• encre de passage

 

 

 
20140713-211535-76535941.jpg©catrinegodin2014/ encre sur papier mouillé
 

 

 
je cultive un jardin de malaises et des plate-bandes d’inclartés où poussent pêle-mêle des petites baies de grisailles. un soleil occulté y désoriente chaque jour, selon ses bruines d’entre-saisons, ses inconstances. les fleurs d’inconforts s’auréolent de questions tendues en bouquets, tandis que des buissons flous élaborent, cuisante, la corrosion des maillons faibles des chaînes, ces vouloirs savants et devises étrangères en pourtour.

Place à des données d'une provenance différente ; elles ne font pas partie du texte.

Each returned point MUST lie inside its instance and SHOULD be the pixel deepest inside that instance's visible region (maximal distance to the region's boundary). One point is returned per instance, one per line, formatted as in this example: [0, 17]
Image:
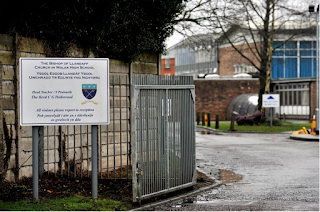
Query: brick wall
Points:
[213, 96]
[313, 98]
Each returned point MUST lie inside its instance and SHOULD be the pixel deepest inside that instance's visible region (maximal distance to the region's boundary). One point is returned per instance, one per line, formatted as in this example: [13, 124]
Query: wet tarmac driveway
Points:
[259, 172]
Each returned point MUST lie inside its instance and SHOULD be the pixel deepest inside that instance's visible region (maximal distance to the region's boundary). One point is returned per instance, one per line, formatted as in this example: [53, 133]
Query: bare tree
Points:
[248, 26]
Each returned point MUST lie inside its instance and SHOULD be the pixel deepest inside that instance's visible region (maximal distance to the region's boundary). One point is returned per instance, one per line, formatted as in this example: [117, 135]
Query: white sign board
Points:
[270, 100]
[64, 91]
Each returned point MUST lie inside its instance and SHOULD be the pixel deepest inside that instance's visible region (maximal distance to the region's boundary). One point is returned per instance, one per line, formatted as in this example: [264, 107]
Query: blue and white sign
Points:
[270, 100]
[64, 91]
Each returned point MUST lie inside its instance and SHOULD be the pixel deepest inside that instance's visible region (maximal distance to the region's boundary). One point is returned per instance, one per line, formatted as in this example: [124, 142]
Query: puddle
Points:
[205, 132]
[210, 132]
[226, 176]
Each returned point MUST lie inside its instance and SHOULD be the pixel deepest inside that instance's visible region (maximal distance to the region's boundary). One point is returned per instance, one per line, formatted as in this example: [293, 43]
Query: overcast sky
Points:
[176, 37]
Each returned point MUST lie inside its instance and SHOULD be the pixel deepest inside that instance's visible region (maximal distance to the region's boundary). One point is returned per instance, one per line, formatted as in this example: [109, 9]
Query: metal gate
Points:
[163, 134]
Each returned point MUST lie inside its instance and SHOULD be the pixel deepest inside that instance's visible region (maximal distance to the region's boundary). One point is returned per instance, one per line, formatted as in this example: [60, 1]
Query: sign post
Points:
[270, 101]
[64, 91]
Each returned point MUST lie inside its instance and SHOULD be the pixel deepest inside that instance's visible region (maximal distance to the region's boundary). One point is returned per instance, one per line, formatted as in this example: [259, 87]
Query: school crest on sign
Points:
[89, 91]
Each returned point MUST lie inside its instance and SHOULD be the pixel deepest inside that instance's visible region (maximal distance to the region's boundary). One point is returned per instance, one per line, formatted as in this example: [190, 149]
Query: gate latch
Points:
[139, 171]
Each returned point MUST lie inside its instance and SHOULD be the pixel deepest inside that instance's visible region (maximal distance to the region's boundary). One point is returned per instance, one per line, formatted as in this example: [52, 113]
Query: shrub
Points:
[250, 119]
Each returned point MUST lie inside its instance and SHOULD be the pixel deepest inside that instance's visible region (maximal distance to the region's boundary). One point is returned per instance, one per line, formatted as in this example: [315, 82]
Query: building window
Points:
[294, 59]
[167, 64]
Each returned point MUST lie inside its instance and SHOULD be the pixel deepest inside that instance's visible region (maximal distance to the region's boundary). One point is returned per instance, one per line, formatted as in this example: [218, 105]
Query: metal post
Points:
[317, 72]
[271, 117]
[35, 170]
[94, 177]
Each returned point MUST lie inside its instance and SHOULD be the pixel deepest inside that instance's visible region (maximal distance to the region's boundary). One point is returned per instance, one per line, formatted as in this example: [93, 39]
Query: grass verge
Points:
[284, 127]
[75, 203]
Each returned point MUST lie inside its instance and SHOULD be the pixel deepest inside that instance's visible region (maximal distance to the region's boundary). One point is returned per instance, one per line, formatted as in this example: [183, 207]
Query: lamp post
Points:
[312, 9]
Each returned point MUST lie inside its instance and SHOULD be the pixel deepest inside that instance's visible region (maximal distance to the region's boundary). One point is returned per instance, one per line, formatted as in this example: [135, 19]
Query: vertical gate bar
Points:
[142, 139]
[108, 151]
[139, 142]
[174, 137]
[152, 139]
[188, 135]
[81, 151]
[156, 131]
[193, 135]
[186, 141]
[88, 151]
[94, 175]
[100, 150]
[147, 141]
[54, 148]
[68, 150]
[114, 136]
[61, 153]
[48, 150]
[35, 158]
[127, 125]
[74, 152]
[184, 138]
[166, 137]
[120, 127]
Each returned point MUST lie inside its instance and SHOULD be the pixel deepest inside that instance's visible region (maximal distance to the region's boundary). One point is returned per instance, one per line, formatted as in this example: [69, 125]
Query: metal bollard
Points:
[217, 121]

dans mon jardin de camaïeux et de brume est une petite table mise — je garde pour moi les chaises d’infortunes — et pour l’ami ou l’esprit patient est l’invite à s’asseoir, à ouvrir un moment quelque flacon de minutes, à faire couler dans sa tasse de thé ce temps fluide et une goutte d’élucidation infusée, puis encore quelques grains de cette musique entendue à demi et lointaine qui rappelle légèrement…?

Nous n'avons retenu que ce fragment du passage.